Best Actor. As with the Best Actress Categoy, Best Actor features three stars playing real people: Philip Seymour Hoffman as writer Truman Capote in Capote, Joaquin Phoenix as singer Johnny Cash in Walk the Line, and David Strathairn as journalist Edward R. Murrow in Good Night, and Good Luck. It's also very cool to have three actors generally regarded as supporting players--Hoffman, Strathairn and Terrence Howard (as a rapping pimp in Hustle and Flow)--get nominated for lead roles. Ledger isn't a typical nominee, either, since he's usually dismissed as a pretty-boy "star." (The brooding Phoenix is more the Academy's style.) Strathairn does a dead-on impersonation, which in some years might be enough, but not when placed against other dead-on impersonations in the same category. Phoenix gets Cash's cadence, body language and singing down well, but may suffer in comparison to Witherspoon because his performance isn't nearly as much of a revelation as hers is. Howard's nomination was something of a surprise, given how long ago Hustle and Flow opened (the Academy has a notoriously short memory), so the nomination will likely have to be his award. That leaves Hoffman and Ledger--both playing gay characters--but Hoffman appears in nearly every scene of Capote and thoroughly dominates, so I think he'll get the Best Actor nod. (And wouldn't it be kinda cool if Best Actor and Actress were Hoffman and Huffman, at least from an alliterative perspective? Yes, it would.)

Best Picture. Most years, the winner of Best Director tips off the winner of Best Picture, which would mean Brokeback Mountain would take this category. This year? I'm not so sure. I don't think the reality-based nominees--Capote, Good Night, and Good Luck, or Munich--will resonate as much with the Academy as Brokeback Mountain and Crash, both of which touch on hot-button issues (sexual repression, both societal and personal, and racial tensions, respectively).
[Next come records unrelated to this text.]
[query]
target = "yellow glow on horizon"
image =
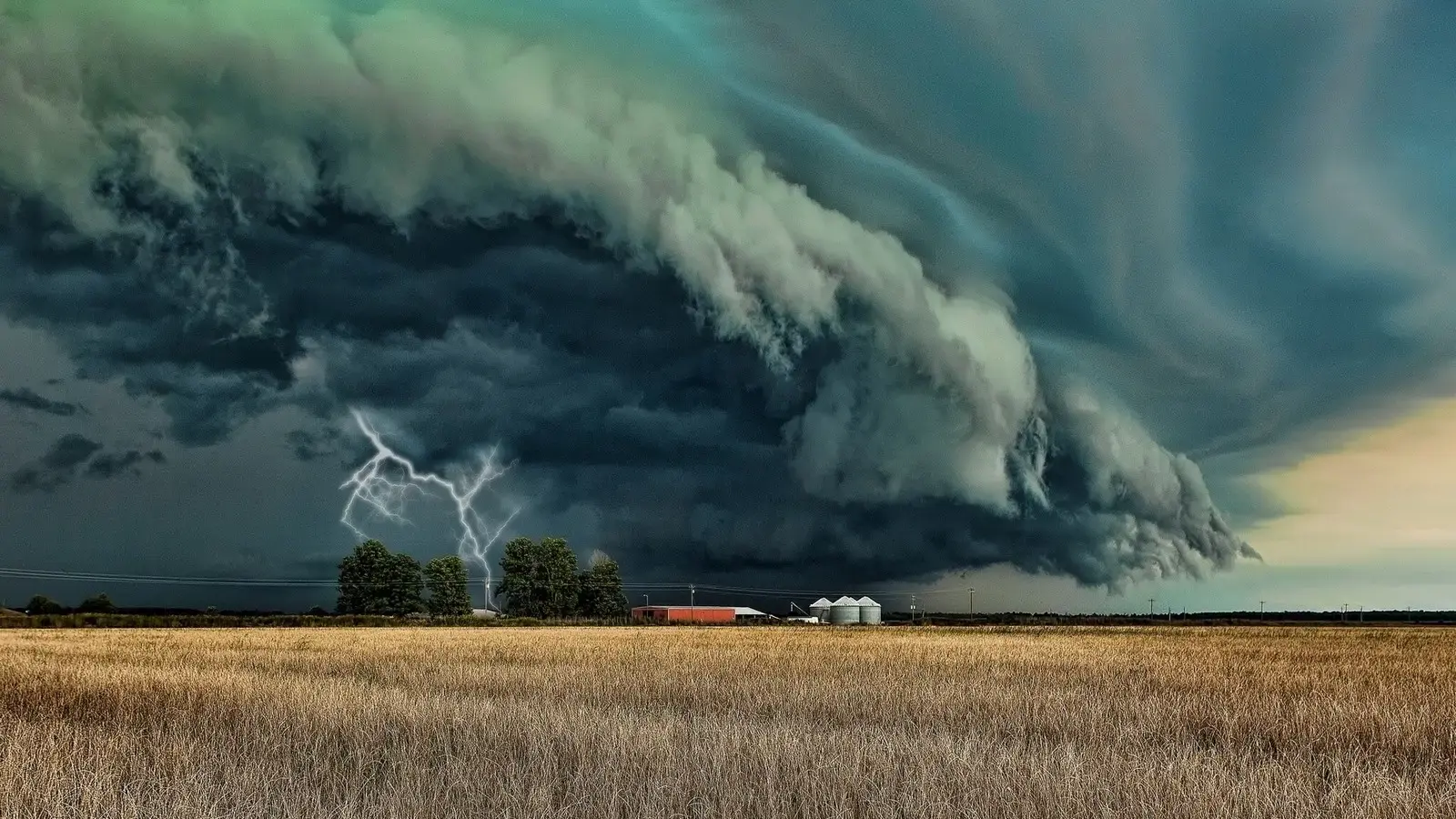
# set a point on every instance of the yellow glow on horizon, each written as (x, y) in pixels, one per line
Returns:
(1385, 489)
It really depends on which one the Academy feels hits its hot button harder, and perhaps on whether the Academy wants to reward an intensely personal story or a broader tapestry performed by an ensemble cast, any of whom could have been nominated along with Dillon. I think they'll lean toward the latter, and Crash will take Best Picture.
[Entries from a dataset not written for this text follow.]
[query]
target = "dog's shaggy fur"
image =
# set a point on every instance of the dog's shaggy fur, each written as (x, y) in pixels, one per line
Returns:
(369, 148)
Well, those are my choices; your mileage may vary. Have fun mocking inappropriate star/starlet styles, painfully long acceptance speeches and Jon Stewart. Me? I'm a creature of the night for now, so I'll be taping. It's really the best way to watch the Academy Awards broadcast--you can catch the highlights you want and fast-forward through all the padding (which accounts for, like, ninety percent of the show). And if I blow my predictions yet again, I can end the pain with the press of a button on my remote. Wish everything in life worked that way.